My Dear Fellow believers! Good Friday has brought us together to adore Jesus hanging on the cross. The words of the ancient prophet Isaiah capture what Jesus looked like that first Good Friday: ‘As the crowds were appalled on seeing him – so disfigured did he look that he seemed no longer human.’ We remember that it was a grievous injustice done to him. The Roman Governor Pontius Pilate in his judgment made it clear that the accusation against Jesus had no merit: ‘I am going to bring him out to you to let you see I find no case.’ But when he realized that his stand could cost him his career he gave in to the demands of those who gathered in front of his palace.
So, are we here rallying against that injustice? Our Lord tells us something different in the words he addressed to the women of Jerusalem who mourned and lamented for him when he was carrying his cross: ‘Do not weep for me; weep rather for yourself and for your children… For if men use green wood like this, what will happen when it is dry?’ Can you hear that the scourged and burdened with cross Christ on the way to the Calvary spoke of himself as a green tree.

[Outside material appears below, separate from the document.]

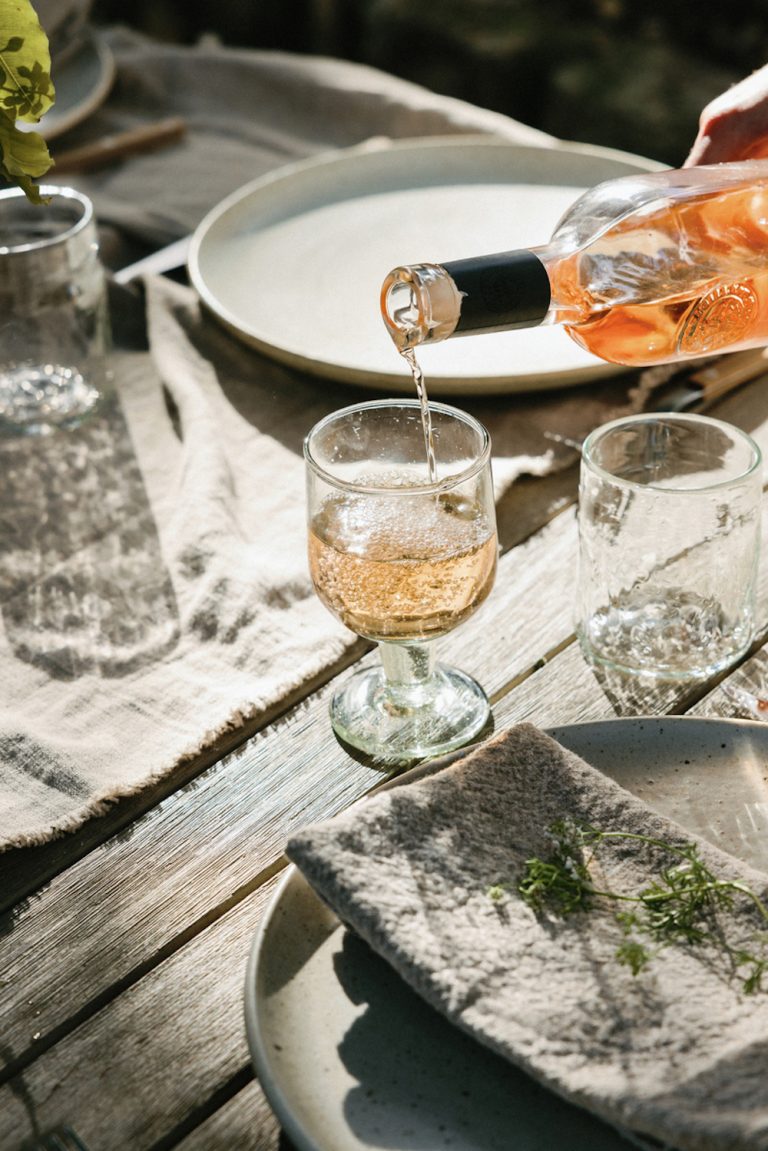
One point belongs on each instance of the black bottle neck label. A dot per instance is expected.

He who was doing the will of his Heavenly Father, he who loved all human children of his Heavenly Father to the very end, wanted those women and us as well, to see what he was put through as life giving. He repeated what he said before: ‘No one takes my life from me; I lay it down of my free will.’ If he wanted to defend himself he could did it with his one divine and powerful word. He didn’t need Peter’s sword to protect him. That’s why even if we pity Jesus for his fate the prophet Isaiah moves our empathy to adoration: ‘The crowds will be astonished at him, and kings stand speechless before him, for they shall see something never told and witness something never heard before.’

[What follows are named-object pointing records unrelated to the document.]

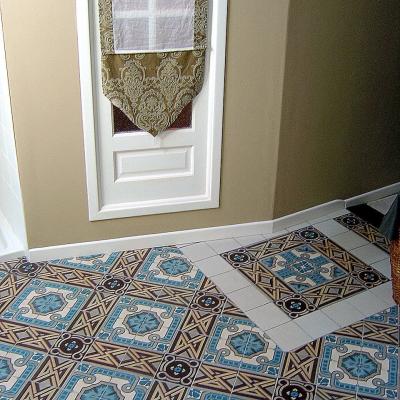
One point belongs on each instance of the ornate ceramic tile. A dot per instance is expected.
(17, 366)
(101, 263)
(302, 363)
(288, 390)
(47, 304)
(92, 382)
(142, 323)
(168, 266)
(237, 343)
(359, 366)
(203, 394)
(148, 325)
(364, 229)
(303, 270)
(387, 317)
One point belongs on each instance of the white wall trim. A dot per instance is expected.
(373, 195)
(202, 234)
(179, 237)
(210, 197)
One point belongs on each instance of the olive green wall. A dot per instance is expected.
(42, 59)
(334, 135)
(341, 106)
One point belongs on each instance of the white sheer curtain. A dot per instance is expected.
(153, 25)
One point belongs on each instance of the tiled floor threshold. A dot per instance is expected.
(305, 313)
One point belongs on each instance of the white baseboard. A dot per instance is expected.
(203, 234)
(10, 245)
(373, 195)
(180, 237)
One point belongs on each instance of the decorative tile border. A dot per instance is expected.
(143, 339)
(364, 229)
(303, 271)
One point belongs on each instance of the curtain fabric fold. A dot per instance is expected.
(153, 57)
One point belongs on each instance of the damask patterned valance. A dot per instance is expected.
(153, 57)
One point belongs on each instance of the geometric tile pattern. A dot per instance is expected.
(303, 270)
(147, 324)
(364, 229)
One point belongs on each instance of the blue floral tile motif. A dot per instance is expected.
(355, 365)
(101, 263)
(387, 317)
(142, 323)
(237, 343)
(168, 266)
(17, 365)
(89, 382)
(47, 304)
(303, 268)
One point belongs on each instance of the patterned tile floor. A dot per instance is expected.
(147, 324)
(364, 229)
(303, 270)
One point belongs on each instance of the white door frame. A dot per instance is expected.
(210, 199)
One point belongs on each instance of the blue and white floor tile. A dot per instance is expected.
(149, 324)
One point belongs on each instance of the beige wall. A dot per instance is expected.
(341, 117)
(41, 47)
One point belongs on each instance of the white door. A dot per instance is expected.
(130, 172)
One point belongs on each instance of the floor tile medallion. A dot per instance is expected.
(147, 324)
(303, 271)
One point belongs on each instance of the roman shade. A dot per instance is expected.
(153, 57)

These words came to me some years ago when in an old Church in Europe I discovered a cross with a smiling figure of Christ. First I was astonished and speechless. I even thought that it was something wrong. But as I was gazing on this unusual crucifix I remembered a story of a mother and her daughter drowning in a river. When some people came to their rescue the woman pushed the child up. Seeing the child being saved there was a smile of relief on her face despite being sucked to her death by the river current. That ancient crucifix wasn’t scandalous but it was powerfully preaching to worshippers and hopefully to tourists as well the depths of God’s love for us revealed in Jesus Christ. Later when I did some research I discovered that the most ancient crucifixes didn’t focus on suffering of Jesus. They presented the crucified Lord as Priest vested for Mass. They presented the crucified Lord as King robed in his royal regalia.
Today as we gather to celebrate the Passion of the Lord I invite you to gaze upon ‘the One whom they have crucified’ not as a victim but a conscious Priest making of himself the sacrifice for our sins.
Today as we gather to celebrate the Passion of the Lord I invite you to gaze upon ‘the One whom they have crucified’ not as a victim but a conscious King who came not to be served but to serve.
My Dear Sisters and Brothers! Take from this Liturgy the smile of the Crucified Lord. It is the smile which tells volumes about God’s love for you and me, for us.